> library(car)
> library(caret)
> library(ggplot2)
> library(reshape2)
> library(gridExtra)
> library(choroplethr)
> library(choroplethrMaps)

Bayesian approach to predicting the US elections.

> data <- read.csv("final_data.csv")

> df = data.frame(region=tolower(data$state), value=data$winner_2008)
> map_2008 <- state_choropleth(df)
> map_2008 <- map_2008 + scale_fill_manual(name=" ", values=c("red", "blue"))
> map_2008 <- map_2008 + ggtitle("Actual results for the 2008 election")
> 
> df = data.frame(region=tolower(data$state), value=data$winner_2012)
> map_2012 <- state_choropleth(df)
> map_2012 <- map_2012 + scale_fill_manual(name=" ", values=c("red", "blue"))
> map_2012 <- map_2012 + ggtitle("Actual results for the 2012 election")

A function to simulate n elections. Input a list of state win probabilities probabilities and number of simulations n.
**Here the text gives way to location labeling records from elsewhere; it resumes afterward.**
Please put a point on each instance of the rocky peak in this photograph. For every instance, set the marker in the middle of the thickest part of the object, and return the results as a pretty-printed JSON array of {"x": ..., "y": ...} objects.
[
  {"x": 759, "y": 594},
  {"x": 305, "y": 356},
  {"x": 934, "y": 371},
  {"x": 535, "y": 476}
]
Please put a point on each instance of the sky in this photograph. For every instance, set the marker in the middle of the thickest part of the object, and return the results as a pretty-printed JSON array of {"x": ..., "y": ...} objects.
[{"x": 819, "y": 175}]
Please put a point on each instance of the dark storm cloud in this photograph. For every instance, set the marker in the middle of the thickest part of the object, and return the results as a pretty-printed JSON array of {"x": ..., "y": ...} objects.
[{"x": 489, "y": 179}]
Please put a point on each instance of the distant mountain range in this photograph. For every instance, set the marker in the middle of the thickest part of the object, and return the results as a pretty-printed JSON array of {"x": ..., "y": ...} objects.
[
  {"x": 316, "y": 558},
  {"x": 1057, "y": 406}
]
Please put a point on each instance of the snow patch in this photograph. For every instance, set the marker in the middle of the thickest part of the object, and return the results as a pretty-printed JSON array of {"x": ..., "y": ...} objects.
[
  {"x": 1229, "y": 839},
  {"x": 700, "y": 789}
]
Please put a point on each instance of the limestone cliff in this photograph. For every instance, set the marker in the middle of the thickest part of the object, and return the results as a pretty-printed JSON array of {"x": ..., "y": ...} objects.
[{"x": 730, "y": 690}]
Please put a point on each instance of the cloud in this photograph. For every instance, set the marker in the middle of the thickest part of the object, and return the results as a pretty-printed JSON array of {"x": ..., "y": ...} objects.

The result is a binomial random variable with the given probability of 1 i.e democrat win.

> simulate_election <- function(probabilities, n){
+     results <- numeric(n)
+     for(i in 1:n){
+         votes = 0
+         for(j in 1:nrow(data)){
+             state <- data$state[j]
+             if(rbinom(1, 1, probabilities[j]) == 1){
+                 votes <- votes + data[data$state==state, ]$electoral_votes
+             }
+         }
+         results[i] <- votes
+     }
+     results
+ }

Use an alternate Bayesian approach to predicting the 2012 election results, post-facto, as a way to develop a model for predicting future election results. Start with a flat prior distribution for each state.

> states <- data$state
> alpha0 <- rep(1, 51)
> beta0 <- rep(1, 51)

Update using 2004 data to obtain posterior distribution. We use percentage of democrats in each state.

> alpha1 <- alpha0 + data$democrat_04 
> beta1  <- beta0 + data$republican_04

Calculate the state win probabilities for democrats in 2008 prob_win_08

> n <- nrow(data)
> prob_win_08 <- numeric(n)
> for (i in 1:n) {
+     prob_win_08[i] <- round(1 - pbeta(0.5, alpha1[i], beta1[i]), digits=3)
+ }

Predict a democratic win in 2008 for a state if the computed probability of a win is >= 0.50

> states <- data$state
> pred_democ_win_08 <- states[prob_win_08 >= 0.50]
> actual_democ_win_08 <- data[data$winner_2008 == 1,]$state
> setdiff(actual_democ_win_08, pred_democ_win_08)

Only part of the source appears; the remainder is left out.